Majeed Lashari (2017)
Majeed works in the area of Human Rights Law as a lecturer in the International Law Department at a Law School in Pakistan. He is also the QMUL Chevening Chapter Leader for Pakistan.
Why did you choose to study at QMUL?
I came to London, accompanied by my better half Atikah Lashari, in August 2016 on a Chevening Scholarship. Queen Mary is ranked number one in Law (The Guardian) and offered a plethora of specialisms to choose from, more than the other universities where I had been offered a place. I chose Public International Law (PIL) as it encompasses my learning strengths and interests. PIL is based on legally governing state relationships and world affairs/conflicts within the ambit of the UN Charter. As a discipline, it is the pinnacle of man-made macro laws and political efforts in resolving macro world issues.
Furthermore, studying at Queen Mary was most practical. The specialised Centre for Commercial Law Studies (CCLS) located at Holborn gives Queen Mary is a perfect location in central London. My housing was at Leinster Gardens (W26DP) with Queensway and Bayswater stations at arms-length on my high street, hence I could take the tube without switch overs even when I had to attend classes at the Mile End Campus. My university commute was straightforward and convenient and Hyde Park, Oxford Street, and W1 were all on our doorstep and within walking distance. Atikah and I explored the magnificence of life in central London as a young married couple and made memories that will last us a lifetime. This impeccable location factor makes studying at Queen Mary doubly attractive to Londoners.
What is your favourite memory of being a QMUL student?
The entirety of my experience at Queen Mary was special. Obtaining official permission with the help of Igor Gavran (International Business LLM, 2016), whereby Atikah was exceptionally allowed to attend QMSU’s 2017 Course Representative Education Awards held in the dazzling Drapers Hall in Central London was certainly very memorable. I was showered with accolades and praise that night and got to share the moment with my wife. On the other end of the spectrum, Queen Mary’s friends got together for a last farewell party at Mile End’s Drapers. That night was the most fun I remember having inside the university campus, exclusively with friends from the LLM batch. Even the journey back to Queensway with my best friend from Queen Mary, neighbour and fellow Londoner Nafsika Vasileiadou (Public International Law LLM, 2017) was eventful and full of laughter.
Did your CCLS experience contribute to your career?
Absolutely! Clarity of thought towards one’s goals is imperative. The degree was advantageous in cementing certain aspects of my career and work. I wanted to further establish myself as an educationist and columnist. The completion of my studies has enabled me to head the International Law Department at Pakistan’s most prestigious and well-known Law School - TILS (The Institute of Legal Studies – an affiliate of the University of London International LLB Programme). Since I returned to Pakistan after my LLM, my opinion and analysis pieces have been regularly published in leading Pakistani English newspapers like The Nation, Daily Times, and Express Tribune etc.
The learning environment at Queen Mary was a treat due to the diversity of students in the classroom. Multiculturalism and pluralism were cornerstones to discussion, enhancement of thought and critique in the classroom, especially the International Criminal Law and pure Public International Law (use of force) classes that were taught by Professor Phoebe Okowa.

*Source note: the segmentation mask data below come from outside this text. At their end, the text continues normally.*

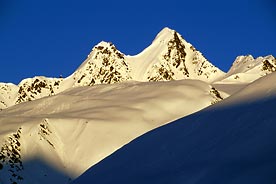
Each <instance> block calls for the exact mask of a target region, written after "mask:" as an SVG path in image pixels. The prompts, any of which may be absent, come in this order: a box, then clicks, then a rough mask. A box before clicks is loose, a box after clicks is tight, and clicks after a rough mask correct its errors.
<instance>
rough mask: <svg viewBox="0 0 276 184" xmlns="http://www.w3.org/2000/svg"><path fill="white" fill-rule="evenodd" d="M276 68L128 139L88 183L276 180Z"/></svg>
mask: <svg viewBox="0 0 276 184" xmlns="http://www.w3.org/2000/svg"><path fill="white" fill-rule="evenodd" d="M275 82H276V73H274V74H270V75H268V76H266V77H264V78H262V79H259V80H257V81H256V82H254V83H252V84H251V85H250V86H248V87H246V88H244V89H243V90H241V91H240V92H238V93H237V94H235V95H232V96H231V97H229V98H228V99H226V100H224V101H222V102H221V103H218V104H216V105H214V106H211V107H209V108H206V109H204V110H202V111H200V112H198V113H195V114H192V115H190V116H187V117H184V118H181V119H179V120H177V121H175V122H172V123H170V124H168V125H165V126H163V127H160V128H157V129H155V130H153V131H151V132H149V133H147V134H145V135H143V136H141V137H139V138H137V139H135V140H134V141H132V142H131V143H129V144H127V145H126V146H124V147H123V148H121V149H120V150H118V151H117V152H115V153H114V154H112V155H111V156H109V157H107V158H106V159H104V160H103V161H101V162H100V163H98V164H96V165H95V166H94V167H92V168H90V169H89V170H88V171H86V172H85V173H84V174H83V175H82V176H80V177H79V178H78V179H76V180H75V181H74V182H72V183H73V184H84V183H100V184H105V183H132V184H135V183H137V184H138V183H143V184H147V183H149V184H150V183H159V184H163V183H164V184H169V183H174V184H178V183H179V184H182V183H185V184H199V183H205V184H209V183H210V184H213V183H229V184H244V183H256V184H259V183H275V181H276V174H275V168H276V144H275V138H276V137H275V135H276V134H275V131H276V124H275V122H276V117H275V112H274V109H275V107H276V86H275V85H271V84H274V83H275Z"/></svg>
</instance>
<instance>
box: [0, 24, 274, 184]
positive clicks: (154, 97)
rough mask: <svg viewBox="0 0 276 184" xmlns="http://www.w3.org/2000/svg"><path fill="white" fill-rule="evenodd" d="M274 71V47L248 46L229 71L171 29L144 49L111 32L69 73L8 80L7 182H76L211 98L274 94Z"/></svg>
mask: <svg viewBox="0 0 276 184" xmlns="http://www.w3.org/2000/svg"><path fill="white" fill-rule="evenodd" d="M275 70H276V59H275V58H274V57H273V56H271V55H270V56H265V57H258V58H256V59H254V58H253V56H250V55H248V56H239V57H237V59H236V61H235V62H234V63H233V66H232V67H231V69H230V70H229V71H228V72H227V73H224V72H222V71H221V70H220V69H218V68H217V67H215V66H214V65H212V64H211V63H210V62H209V61H208V60H207V59H206V58H205V57H204V56H203V55H202V54H201V53H200V51H197V50H196V49H195V47H193V46H192V45H191V44H190V43H188V42H187V41H185V40H184V39H183V37H182V36H181V35H180V34H179V33H177V32H176V31H174V30H172V29H169V28H164V29H163V30H162V31H161V32H160V33H159V34H158V35H157V36H156V38H155V39H154V41H153V42H152V44H151V45H150V46H148V47H147V48H146V49H145V50H144V51H142V52H141V53H140V54H138V55H135V56H128V55H125V54H123V53H121V52H120V51H118V50H117V48H116V47H115V45H113V44H112V43H110V42H104V41H103V42H100V43H99V44H98V45H96V46H95V47H94V48H93V49H92V51H91V53H90V54H89V55H88V57H87V59H86V60H85V61H84V62H83V63H82V64H81V65H80V66H79V67H78V68H77V69H76V71H75V72H73V73H72V74H71V75H70V76H68V77H66V78H49V77H44V76H36V77H33V78H27V79H24V80H22V81H21V82H20V83H19V84H18V85H14V84H11V83H0V126H1V129H0V147H1V148H0V183H1V184H2V183H13V182H16V183H18V184H19V183H42V184H44V183H45V184H46V183H68V182H70V181H71V180H72V179H75V178H76V177H78V176H79V175H81V174H82V173H83V172H84V171H85V170H86V169H88V168H90V167H91V166H93V165H95V164H96V163H98V162H99V161H101V160H102V159H104V158H106V157H107V156H108V155H110V154H112V153H113V152H114V151H116V150H118V149H119V148H121V147H122V146H124V145H126V144H128V143H129V142H130V141H132V140H133V139H135V138H137V137H138V136H140V135H142V134H144V133H146V132H148V131H150V130H152V129H155V128H157V127H160V126H162V125H165V124H168V123H170V122H173V121H174V120H176V119H179V118H182V117H184V116H187V115H189V114H192V113H195V112H197V111H199V110H201V109H203V108H205V107H207V106H210V105H213V104H217V105H215V106H213V107H214V111H217V110H216V109H220V108H221V109H223V108H225V107H228V106H231V105H233V104H239V103H251V102H252V103H253V102H254V101H256V99H259V100H261V99H262V98H263V99H267V98H270V97H271V96H273V95H274V91H275V89H274V88H273V86H275V85H273V84H274V83H275V74H270V73H272V72H274V71H275ZM264 76H265V77H264ZM261 77H264V78H262V79H259V78H261ZM255 80H256V81H255ZM229 95H231V96H230V97H228V96H229ZM227 97H228V98H227ZM224 98H227V99H226V100H224V102H223V103H217V102H219V101H221V100H222V99H224ZM210 109H212V108H210ZM204 112H205V111H204ZM213 114H214V113H213ZM237 114H238V113H237ZM246 114H250V112H246ZM253 114H254V115H255V114H256V115H258V113H257V112H256V113H255V112H253ZM259 116H260V117H261V116H262V115H260V114H259ZM214 117H216V115H214ZM226 117H227V116H226V115H225V117H224V118H226ZM237 117H238V115H237ZM241 118H242V117H241ZM226 119H227V118H226ZM183 120H185V118H184V119H183ZM214 120H216V119H214ZM232 120H233V121H235V120H236V119H232ZM189 121H190V120H189ZM193 121H194V120H193ZM195 121H197V120H195ZM268 121H270V119H268ZM181 122H182V120H181ZM204 122H206V123H209V120H208V119H205V120H204ZM226 122H227V121H226ZM179 131H181V129H180V130H179ZM185 131H186V130H185ZM166 138H167V137H166ZM160 140H162V139H160ZM157 142H158V141H157ZM184 142H185V141H184ZM153 144H154V143H153ZM171 144H173V143H171ZM137 153H138V152H137ZM137 160H139V158H137ZM141 163H143V162H141ZM161 163H162V162H161ZM161 163H160V164H161ZM92 170H93V169H92ZM118 171H120V169H118ZM138 171H139V170H138ZM157 171H158V170H157ZM89 175H90V174H88V176H89ZM118 176H119V175H118ZM130 178H131V177H130ZM96 179H97V178H96ZM88 180H90V178H89V179H88ZM78 181H81V180H77V181H76V182H78ZM137 181H139V180H137ZM119 183H120V182H119ZM128 183H133V182H128ZM141 183H143V182H141Z"/></svg>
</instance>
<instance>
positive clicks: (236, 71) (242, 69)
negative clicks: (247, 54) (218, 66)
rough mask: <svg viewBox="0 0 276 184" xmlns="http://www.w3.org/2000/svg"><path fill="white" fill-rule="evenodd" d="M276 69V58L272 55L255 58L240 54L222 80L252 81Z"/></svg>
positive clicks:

She steered the discourse in such a manner that we all argued and learnt as friends and not foes.
What is your current role and place of work?
I work as a Lecturer for International Law. I also teach public (constitutional) law at TILS. So, apart from the three hours I take out on Tuesdays and Thursdays to fulfil my passion for lecturing, you can either find me arguing a case in court or at the Firm’s office from 8am till 5pm Monday to Saturday. I also take up pro-bono human rights cases and use my network to further the causes and the voices of the downtrodden (as much as I possibly can) via the media. Writing is a form of expression; issues are uncountable in my beloved country and a problem solver needs an outlet to discuss ideas and solutions, therefore my work ethic entails researching for and jotting down articles in the evenings.